GEORGE CARAM STEEH, District Judge.
This matter is before the Court on the Expedited Motion for Order (1) Authorizing Receiver to Sell Property of UFE Incorporated, Being All of Its Shareholder Interest in UFE Pte Ltd, a Singapore Company, (2) Approving and Confirming Sale of Property Free and Clear of Any and All Liens, Claims, Security Interests and Encumbrances of Any Kind or Type, and Transferring Them to the Net Proceeds of Sale, (3) for Waiver of Appraisals and Publication, and (4) Granting Related Relief (the "Motion"). A hearing was held on the Motion on December 16, 2010, after notice to all parties in interest. The Court has reviewed the Motion, and any objections thereto, and has heard the arguments of counsel relative to the relief requested. The Court finds that entry of this Order is in the best interests of the Receivership Estate, its creditors and other parties in interest, and finds good cause for entry of this Order.
IT IS HEREBY FOUND AND DETERMINED THAT:
A. Due, timely and appropriate notice of the Motion and an opportunity to object or be heard with respect to the Motion and the relief requested therein have been afforded to all interested persons and entities.
B. The Receiver has articulated good and sufficient reasons to support this Court's approval of the sale of the Sale Shares of UFE Pte Ltd pursuant to the Share Purchase Agreement dated November 24, 2010 (the "Purchase Agreement"), attached to the Motion as
C. The entry of this Order is in the best interests of the Receivership Estate, its creditors and other parties in interest.
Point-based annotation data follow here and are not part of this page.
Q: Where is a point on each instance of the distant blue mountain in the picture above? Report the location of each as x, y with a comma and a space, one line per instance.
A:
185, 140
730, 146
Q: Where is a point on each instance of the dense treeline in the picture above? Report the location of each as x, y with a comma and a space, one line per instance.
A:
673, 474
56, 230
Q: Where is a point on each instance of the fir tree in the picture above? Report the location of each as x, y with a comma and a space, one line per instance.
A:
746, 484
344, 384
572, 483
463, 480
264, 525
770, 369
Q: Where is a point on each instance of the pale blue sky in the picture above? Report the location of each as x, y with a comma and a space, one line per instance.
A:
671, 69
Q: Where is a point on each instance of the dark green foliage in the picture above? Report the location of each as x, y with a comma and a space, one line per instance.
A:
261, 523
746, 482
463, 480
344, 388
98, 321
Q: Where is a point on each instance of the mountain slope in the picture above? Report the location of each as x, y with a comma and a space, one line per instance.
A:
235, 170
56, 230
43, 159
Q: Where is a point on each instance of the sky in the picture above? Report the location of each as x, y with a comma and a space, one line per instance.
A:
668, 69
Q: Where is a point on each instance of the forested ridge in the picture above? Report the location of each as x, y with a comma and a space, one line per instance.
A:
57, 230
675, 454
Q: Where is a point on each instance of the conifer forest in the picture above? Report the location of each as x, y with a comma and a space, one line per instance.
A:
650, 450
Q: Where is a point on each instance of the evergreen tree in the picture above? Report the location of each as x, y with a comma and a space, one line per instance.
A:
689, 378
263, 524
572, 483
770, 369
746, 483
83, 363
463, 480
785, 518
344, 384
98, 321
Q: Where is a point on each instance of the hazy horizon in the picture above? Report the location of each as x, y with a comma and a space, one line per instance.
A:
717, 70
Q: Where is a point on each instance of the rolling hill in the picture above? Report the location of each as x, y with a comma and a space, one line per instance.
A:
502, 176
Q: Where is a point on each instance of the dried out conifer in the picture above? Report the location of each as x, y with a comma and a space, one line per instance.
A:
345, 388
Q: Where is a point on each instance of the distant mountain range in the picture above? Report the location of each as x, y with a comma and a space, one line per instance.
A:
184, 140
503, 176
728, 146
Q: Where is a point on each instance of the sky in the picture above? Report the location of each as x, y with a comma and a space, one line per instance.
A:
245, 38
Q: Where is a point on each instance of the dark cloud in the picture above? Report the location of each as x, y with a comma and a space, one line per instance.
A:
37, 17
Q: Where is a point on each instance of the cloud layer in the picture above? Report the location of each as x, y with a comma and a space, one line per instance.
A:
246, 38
D. The requirements of 28 USC §2001(b) and §2004 have been satisfied or waived by order of this Court.
NOW THEREFORE, IT IS HEREBY ORDERED, ADJUDGED AND DECREED THAT:
1. The Motion is granted approving the sale pursuant to the Purchase Agreement, as provided herein.
2. SCVP, LLC's ("SCVP") objection to the Motion is withdrawn and SCVP will, at Completion (closing), discharge its liens (the SCVP Lien, as defined in paragraph 7 below) in Singapore.
3. The Receiver is authorized to sell the Sale Shares on behalf of UFE Incorporated.
4. The Purchase Agreement, and the sale of the Sale Shares to Purchaser or Purchaser's nominee, are authorized, approved and confirmed in all respects.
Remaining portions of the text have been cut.